Он держал ее крепко-крепко, он удерживал ее выскальзывание, он оплакивал любовь и очень надеялся, что, когда завтра купит ей очки, этого ужаса просто не будет. Бабушка ведь говорила: может быть все, но любовь все победит.


Павел прошел мимо почтовых ящиков. Они не выписывали газет, не получали писем. У них даже не было ключа. Поэтому он просто не смотрел в их сторону.

Наверное, через неделю, а может, больше бумажку в дырочках заметила Тоня, выходя гулять с маленьким. Она мизинцем двинула бумажку, та легко изменила положение, и ее не стало видно совсем. Дома Тоня в ящике для гвоздей и всякой металлической дряни поискала, нет ли какого ключика. Не нашла ничего. Взяла гвоздик, спустилась, попробовала открыть — нет, не мастер она по таким делам. Мимо шла женщина, предложила свой ключик — «сто лет уже висит на колечке без надобности», но надо же!

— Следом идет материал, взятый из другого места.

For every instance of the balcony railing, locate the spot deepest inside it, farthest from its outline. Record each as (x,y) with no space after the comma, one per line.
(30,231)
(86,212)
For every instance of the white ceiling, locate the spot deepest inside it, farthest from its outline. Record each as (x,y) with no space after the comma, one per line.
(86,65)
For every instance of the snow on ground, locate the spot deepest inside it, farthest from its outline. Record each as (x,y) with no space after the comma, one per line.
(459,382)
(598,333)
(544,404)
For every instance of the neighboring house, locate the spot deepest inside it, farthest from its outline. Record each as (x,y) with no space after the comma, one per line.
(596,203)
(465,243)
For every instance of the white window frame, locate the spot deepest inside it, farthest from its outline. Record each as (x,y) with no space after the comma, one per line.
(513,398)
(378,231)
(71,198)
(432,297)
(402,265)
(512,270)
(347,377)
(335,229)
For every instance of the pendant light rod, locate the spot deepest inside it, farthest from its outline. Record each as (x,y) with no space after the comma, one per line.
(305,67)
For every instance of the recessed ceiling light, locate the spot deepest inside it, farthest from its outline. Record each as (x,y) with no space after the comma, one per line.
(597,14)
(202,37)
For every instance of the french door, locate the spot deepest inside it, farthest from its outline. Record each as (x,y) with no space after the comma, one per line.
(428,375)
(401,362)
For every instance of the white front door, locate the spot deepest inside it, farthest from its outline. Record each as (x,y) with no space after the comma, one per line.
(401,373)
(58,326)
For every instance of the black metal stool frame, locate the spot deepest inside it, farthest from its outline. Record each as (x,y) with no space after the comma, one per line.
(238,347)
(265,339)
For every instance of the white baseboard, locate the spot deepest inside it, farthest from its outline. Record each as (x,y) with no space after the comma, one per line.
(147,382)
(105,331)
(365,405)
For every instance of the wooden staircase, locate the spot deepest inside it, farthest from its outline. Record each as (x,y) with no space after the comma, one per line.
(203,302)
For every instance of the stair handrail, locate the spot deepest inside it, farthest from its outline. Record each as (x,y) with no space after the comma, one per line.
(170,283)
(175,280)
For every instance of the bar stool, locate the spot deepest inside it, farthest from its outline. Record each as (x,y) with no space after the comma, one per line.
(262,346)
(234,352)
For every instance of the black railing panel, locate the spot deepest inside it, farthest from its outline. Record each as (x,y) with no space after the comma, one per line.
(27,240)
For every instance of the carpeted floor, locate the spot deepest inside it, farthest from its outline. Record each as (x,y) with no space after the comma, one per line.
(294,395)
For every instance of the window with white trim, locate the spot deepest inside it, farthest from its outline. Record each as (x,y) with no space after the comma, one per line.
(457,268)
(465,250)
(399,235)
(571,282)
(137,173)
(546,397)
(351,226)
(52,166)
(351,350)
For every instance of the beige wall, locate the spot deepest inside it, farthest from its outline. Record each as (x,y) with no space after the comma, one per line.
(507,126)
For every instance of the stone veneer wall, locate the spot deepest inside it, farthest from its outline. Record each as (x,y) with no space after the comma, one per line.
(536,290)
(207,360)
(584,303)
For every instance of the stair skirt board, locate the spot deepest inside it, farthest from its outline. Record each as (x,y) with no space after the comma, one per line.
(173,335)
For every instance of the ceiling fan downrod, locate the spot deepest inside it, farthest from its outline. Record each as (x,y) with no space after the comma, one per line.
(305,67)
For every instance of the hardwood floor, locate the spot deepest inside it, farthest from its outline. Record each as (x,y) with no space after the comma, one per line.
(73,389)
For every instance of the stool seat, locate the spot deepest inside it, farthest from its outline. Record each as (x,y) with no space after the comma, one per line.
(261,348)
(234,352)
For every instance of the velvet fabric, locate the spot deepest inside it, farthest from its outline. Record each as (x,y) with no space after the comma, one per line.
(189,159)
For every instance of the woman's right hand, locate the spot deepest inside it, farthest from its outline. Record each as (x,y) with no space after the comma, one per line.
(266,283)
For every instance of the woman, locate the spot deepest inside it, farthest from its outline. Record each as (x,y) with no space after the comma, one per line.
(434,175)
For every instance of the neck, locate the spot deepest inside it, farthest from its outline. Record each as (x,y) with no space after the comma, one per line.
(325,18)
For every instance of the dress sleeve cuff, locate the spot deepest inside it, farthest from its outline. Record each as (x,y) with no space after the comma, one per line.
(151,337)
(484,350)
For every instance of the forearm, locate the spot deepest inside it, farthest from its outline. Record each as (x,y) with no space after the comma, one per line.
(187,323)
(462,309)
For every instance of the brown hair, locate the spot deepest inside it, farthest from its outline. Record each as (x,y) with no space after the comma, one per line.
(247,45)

И он не сгодился, хотя, казалось бы… чего их разнить, ключи от почты?

В общем. Тоня для себя ничего не ждала, никто ей не писал. Да и с виду это не письмо, бумажка, но Павлу сказать надо — мало ли что? Потому что на этом «мало ли» вспомнилась та девчонка: может, сунула какую гадость, чтоб навредить.